The recent outbreak of citrus canker, a highly contagious bacterial plant disease, has prompted the establishment of quarantine areas in Miami-Dade, Collier, Hendry, Hillsborough, and Manatee Counties. To date, citrus canker has not been found in the Keys (as of July 2000). However, we should all be aware of it, take some precautionary measures, and stay on the look-out.

Citrus canker can infect limes, oranges, sour oranges, grapefruit, tangerines and lemons. There is no human health risk from citrus canker. There are many diseases that infect citrus, so proper disease identification is essential. The Division of Plant Industry, which is part of the Florida Department of Agriculture and Consumer Services, sends survey crews to infected trees for free. To request a visit to your tree, call (305) 275-1900.

Look for brown, raised lesions surrounded by an oily, water-soaked margin and a yellow ring or “halo.” Symptoms can be seen on leaves, stems and fruit. Old lesions may drop off, leaving a shot-hole appearance. Citrus canker also causes weakened trees to be vulnerable to other, often fatal diseases and pests. In severe causes, leaves will drop, branches will die back, and immature fruit will drop.

Citrus Canker can spread to Monroe County in several ways.
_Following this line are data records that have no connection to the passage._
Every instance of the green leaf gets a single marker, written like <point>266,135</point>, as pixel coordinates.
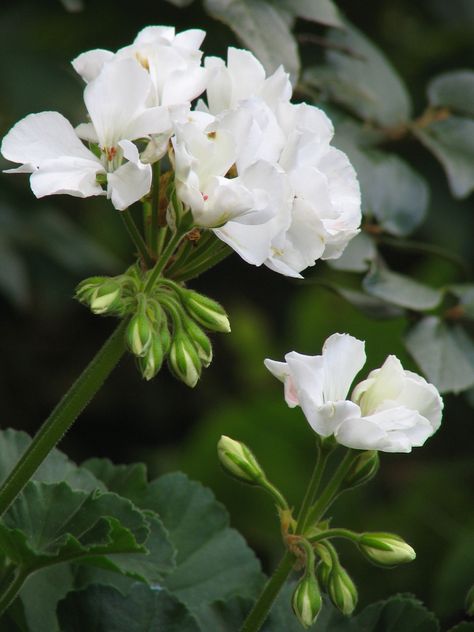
<point>361,79</point>
<point>213,561</point>
<point>454,90</point>
<point>400,612</point>
<point>40,595</point>
<point>322,11</point>
<point>394,193</point>
<point>105,609</point>
<point>465,294</point>
<point>445,354</point>
<point>452,142</point>
<point>74,525</point>
<point>263,28</point>
<point>400,290</point>
<point>57,467</point>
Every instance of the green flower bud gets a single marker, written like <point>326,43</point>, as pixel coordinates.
<point>238,461</point>
<point>106,298</point>
<point>306,600</point>
<point>102,294</point>
<point>200,340</point>
<point>140,331</point>
<point>165,337</point>
<point>385,549</point>
<point>342,590</point>
<point>363,469</point>
<point>470,601</point>
<point>183,359</point>
<point>205,311</point>
<point>151,362</point>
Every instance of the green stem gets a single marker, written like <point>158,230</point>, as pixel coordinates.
<point>155,203</point>
<point>312,490</point>
<point>273,586</point>
<point>260,611</point>
<point>136,237</point>
<point>334,533</point>
<point>330,492</point>
<point>63,416</point>
<point>163,260</point>
<point>12,591</point>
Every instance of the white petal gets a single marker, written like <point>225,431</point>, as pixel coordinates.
<point>72,176</point>
<point>344,356</point>
<point>246,71</point>
<point>326,419</point>
<point>183,86</point>
<point>281,371</point>
<point>116,98</point>
<point>128,184</point>
<point>43,136</point>
<point>90,63</point>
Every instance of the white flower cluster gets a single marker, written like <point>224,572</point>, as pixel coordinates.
<point>257,169</point>
<point>392,410</point>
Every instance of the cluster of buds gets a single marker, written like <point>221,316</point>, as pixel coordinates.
<point>168,321</point>
<point>313,548</point>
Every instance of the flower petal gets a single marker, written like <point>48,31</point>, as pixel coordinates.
<point>90,63</point>
<point>43,136</point>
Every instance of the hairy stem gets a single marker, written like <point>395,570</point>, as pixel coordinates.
<point>63,416</point>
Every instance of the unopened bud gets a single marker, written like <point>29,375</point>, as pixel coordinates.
<point>470,601</point>
<point>385,549</point>
<point>151,362</point>
<point>200,340</point>
<point>140,331</point>
<point>239,461</point>
<point>306,600</point>
<point>205,311</point>
<point>342,590</point>
<point>183,359</point>
<point>102,294</point>
<point>363,469</point>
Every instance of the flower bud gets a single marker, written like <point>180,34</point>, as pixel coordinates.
<point>205,311</point>
<point>238,461</point>
<point>151,362</point>
<point>201,341</point>
<point>140,331</point>
<point>342,590</point>
<point>364,467</point>
<point>183,359</point>
<point>385,549</point>
<point>306,600</point>
<point>106,298</point>
<point>470,602</point>
<point>102,294</point>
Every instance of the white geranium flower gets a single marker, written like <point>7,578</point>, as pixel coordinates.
<point>204,152</point>
<point>243,77</point>
<point>399,410</point>
<point>49,148</point>
<point>392,410</point>
<point>172,59</point>
<point>320,384</point>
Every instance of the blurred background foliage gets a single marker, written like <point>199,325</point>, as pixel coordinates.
<point>404,286</point>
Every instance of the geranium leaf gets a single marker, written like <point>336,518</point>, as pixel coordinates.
<point>103,609</point>
<point>444,353</point>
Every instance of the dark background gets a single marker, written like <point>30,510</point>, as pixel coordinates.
<point>48,246</point>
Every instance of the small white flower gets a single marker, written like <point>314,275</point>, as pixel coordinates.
<point>392,410</point>
<point>50,149</point>
<point>172,60</point>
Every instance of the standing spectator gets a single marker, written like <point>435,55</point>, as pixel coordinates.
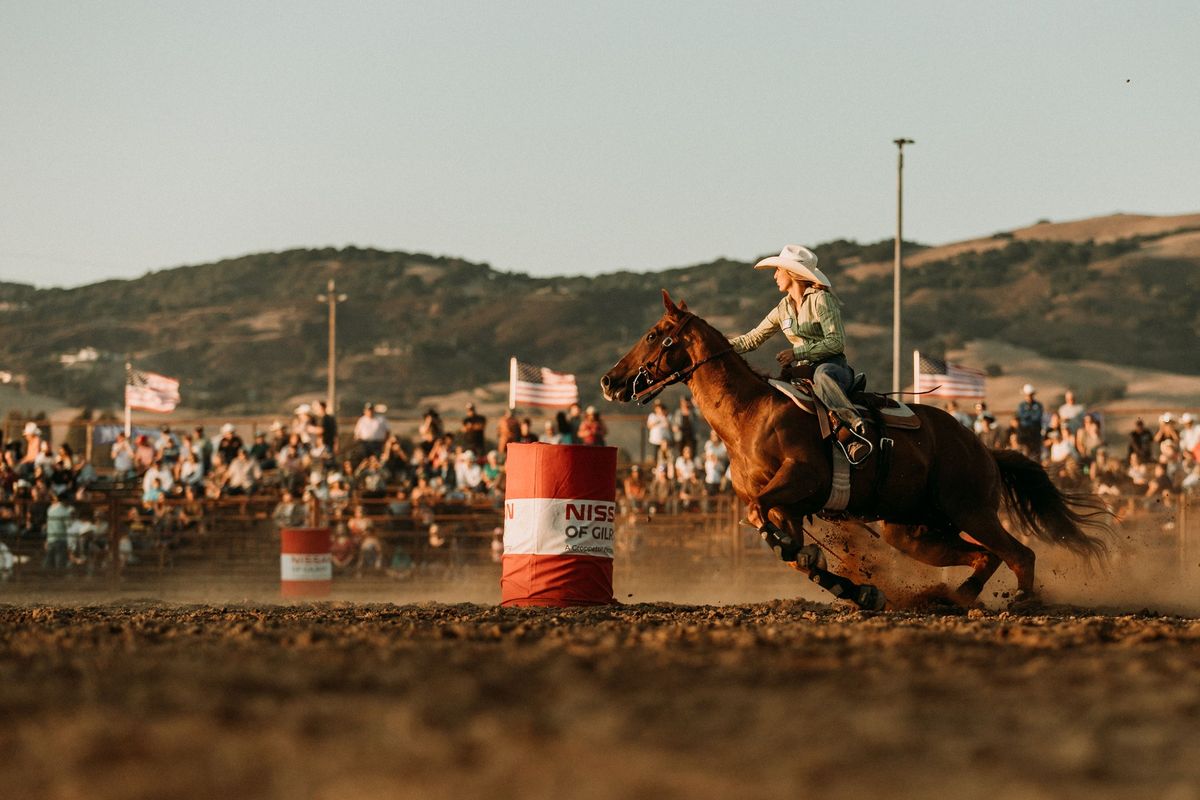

Wind-driven rain, birds, and animals are vectors that we cannot control. However, people can spread canker by carrying the bacteria on their hands or clothing, using contaminated equipment, or moving infected trees, plant parts and fruit. It would be wise to postpone buying citrus trees from the mainland. Let’s all practice “safe citrus gardening” and cross our fingers that this devastating disease does not travel south to the Keys!

There is no chemical cure for canker that will kill the bacteria in leaf tissue. This is the reason the state Department of Agriculture and Consumer Services Division of Plant Industry, along with the U.S. Department of Agriculture has launched a tough citrus canker eradication program. Scientific studies show that citrus trees within 1900 feet of an infected tree are highly likely to contract the disease, and that infected trees may not show symptoms for 90 days or more. Therefore, it is necessary to remove all citrus trees within 1900 feet of an infected tree in order to stop the spread of the disease. This applies to homeowners as well as commercial growers.